The study found out that maize yield increased with increased absorbable solar energy. It also revealed efficiency in estimating and modeling crop yields using ground and remote sensing methods. The results from both methods are closely related. The overall output is a pointer to the fact that predicting yields could ensure sustained food security. Among the predictive models, hybrid and energy absorption-based modesl stand out. Their performance explains the importance of involving multiple factors in developing models, as well as the role of solar energy in crop production.

 

LIMITATIONS AND FUTURE RESEARCH

The yield prediction models developed in this study demonstrated strong performance, but their validation was limited to only 15 plots within a single season and geographic region. The limited number of plots may affect the applicability of the model to other regions.

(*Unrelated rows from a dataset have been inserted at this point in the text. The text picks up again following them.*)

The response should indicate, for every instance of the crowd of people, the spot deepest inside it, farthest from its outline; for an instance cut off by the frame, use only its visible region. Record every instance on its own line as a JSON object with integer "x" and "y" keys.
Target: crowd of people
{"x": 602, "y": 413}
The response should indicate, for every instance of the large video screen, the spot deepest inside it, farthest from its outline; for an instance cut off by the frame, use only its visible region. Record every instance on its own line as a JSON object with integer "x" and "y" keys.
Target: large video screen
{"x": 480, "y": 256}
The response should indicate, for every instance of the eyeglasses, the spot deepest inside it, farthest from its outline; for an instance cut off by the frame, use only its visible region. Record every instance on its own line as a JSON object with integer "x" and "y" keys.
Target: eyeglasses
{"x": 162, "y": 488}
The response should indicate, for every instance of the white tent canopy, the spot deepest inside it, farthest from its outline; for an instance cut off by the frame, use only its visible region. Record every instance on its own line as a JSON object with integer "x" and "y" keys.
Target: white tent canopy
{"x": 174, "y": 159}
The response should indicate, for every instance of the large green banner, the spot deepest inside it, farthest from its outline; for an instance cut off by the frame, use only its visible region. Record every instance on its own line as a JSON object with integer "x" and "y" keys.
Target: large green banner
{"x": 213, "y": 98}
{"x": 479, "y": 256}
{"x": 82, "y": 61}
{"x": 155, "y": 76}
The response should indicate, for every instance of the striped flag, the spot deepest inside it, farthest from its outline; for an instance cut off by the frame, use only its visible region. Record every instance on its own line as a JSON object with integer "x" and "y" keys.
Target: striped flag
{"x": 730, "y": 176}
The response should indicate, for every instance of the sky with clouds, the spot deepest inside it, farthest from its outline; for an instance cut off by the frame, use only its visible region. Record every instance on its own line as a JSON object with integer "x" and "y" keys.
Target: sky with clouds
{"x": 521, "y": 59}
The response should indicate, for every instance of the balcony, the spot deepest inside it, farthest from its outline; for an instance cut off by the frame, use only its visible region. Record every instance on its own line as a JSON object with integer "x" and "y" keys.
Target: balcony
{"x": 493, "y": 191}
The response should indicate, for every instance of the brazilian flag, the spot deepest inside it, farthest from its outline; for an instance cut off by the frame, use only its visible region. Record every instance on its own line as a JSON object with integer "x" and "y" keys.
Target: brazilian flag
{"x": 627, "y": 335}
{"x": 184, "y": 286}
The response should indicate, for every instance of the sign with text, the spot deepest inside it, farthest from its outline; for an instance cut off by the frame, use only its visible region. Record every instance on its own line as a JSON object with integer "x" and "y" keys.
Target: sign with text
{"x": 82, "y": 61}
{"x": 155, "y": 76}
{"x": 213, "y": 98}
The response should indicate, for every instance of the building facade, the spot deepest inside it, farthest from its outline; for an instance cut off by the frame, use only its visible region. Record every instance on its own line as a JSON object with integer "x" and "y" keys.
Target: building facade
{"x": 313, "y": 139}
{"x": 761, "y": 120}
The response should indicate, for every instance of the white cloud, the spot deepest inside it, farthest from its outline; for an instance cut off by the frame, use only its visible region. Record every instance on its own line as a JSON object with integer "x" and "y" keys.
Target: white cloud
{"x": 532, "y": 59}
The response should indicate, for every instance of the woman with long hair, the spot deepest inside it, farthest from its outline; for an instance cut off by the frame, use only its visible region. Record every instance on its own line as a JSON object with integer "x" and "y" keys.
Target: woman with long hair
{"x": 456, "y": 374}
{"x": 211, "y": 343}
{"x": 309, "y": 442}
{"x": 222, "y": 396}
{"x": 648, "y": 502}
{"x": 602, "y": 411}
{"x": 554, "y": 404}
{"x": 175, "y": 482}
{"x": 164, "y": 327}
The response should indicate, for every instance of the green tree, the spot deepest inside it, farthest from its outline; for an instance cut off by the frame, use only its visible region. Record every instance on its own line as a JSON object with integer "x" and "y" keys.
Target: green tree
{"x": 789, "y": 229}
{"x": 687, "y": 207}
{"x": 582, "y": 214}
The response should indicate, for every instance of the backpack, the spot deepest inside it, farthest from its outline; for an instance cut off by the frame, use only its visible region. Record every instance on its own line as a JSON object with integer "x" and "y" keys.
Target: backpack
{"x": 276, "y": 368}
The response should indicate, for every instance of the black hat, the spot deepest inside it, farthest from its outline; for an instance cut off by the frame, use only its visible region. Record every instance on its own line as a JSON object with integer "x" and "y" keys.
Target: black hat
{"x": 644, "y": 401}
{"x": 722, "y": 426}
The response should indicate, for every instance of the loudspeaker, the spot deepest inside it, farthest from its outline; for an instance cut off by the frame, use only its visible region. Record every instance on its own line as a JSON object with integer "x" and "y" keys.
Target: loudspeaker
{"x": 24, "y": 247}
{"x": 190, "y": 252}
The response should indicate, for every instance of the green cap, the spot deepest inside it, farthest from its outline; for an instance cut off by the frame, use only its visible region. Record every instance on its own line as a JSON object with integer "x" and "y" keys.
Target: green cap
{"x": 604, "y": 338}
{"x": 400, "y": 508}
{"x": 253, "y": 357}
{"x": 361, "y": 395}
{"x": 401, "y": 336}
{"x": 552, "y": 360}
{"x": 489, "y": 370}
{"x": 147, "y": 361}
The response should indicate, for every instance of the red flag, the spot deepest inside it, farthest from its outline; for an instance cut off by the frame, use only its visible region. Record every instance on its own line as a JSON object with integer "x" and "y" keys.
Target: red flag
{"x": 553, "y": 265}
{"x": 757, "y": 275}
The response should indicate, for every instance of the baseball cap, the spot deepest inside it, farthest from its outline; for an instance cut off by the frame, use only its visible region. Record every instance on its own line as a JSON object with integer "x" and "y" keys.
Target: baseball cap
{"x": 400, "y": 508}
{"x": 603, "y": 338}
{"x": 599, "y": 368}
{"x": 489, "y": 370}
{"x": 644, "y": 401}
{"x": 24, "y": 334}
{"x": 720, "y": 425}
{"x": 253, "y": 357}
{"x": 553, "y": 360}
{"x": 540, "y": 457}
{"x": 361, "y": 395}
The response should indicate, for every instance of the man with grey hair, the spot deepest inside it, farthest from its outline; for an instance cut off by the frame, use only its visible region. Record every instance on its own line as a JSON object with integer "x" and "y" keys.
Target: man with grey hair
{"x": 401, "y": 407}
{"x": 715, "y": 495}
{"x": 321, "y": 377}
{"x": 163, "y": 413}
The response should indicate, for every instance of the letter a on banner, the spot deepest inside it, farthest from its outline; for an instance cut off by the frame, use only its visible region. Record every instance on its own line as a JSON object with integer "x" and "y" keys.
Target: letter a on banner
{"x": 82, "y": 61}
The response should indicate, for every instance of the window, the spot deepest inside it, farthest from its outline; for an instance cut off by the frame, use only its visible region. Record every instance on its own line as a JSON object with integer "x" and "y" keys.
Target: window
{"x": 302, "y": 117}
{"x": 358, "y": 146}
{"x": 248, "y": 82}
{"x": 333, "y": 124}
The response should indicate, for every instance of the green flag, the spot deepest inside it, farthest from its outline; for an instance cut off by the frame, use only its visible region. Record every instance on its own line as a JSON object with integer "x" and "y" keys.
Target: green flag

To improve the robustness and applicability of these models, future research should include validation across various growing seasons, diverse agroecological zones, and larger datasets. Increasing the spatial and temporal coverage will help ensure that the models remain reliable under varying environmental and management conditions. The models depend heavily on vegetation indices and fAPAR derived from satellite imagery. Any issues with cloud cover, spatial resolution, or sensor noise can affect model inputs and hence prediction accuracy.

 

Funding: There was no external funding for this study.

Author contributions: Conceptualization: CFA; Methodology: CFA; Analysis: CFA; Investigation: BMD; Resources: CF; Data curation: CFA; Writing: CFA; Review: SAAA; Supervision: BMD, SAAA. All authors declare that they have read and approved the publication of the manuscript in this present form.

Data availability statement: The data presented in this study are available on request from the corresponding author.

Conflicts of interest: All authors declare no conflicts of interest.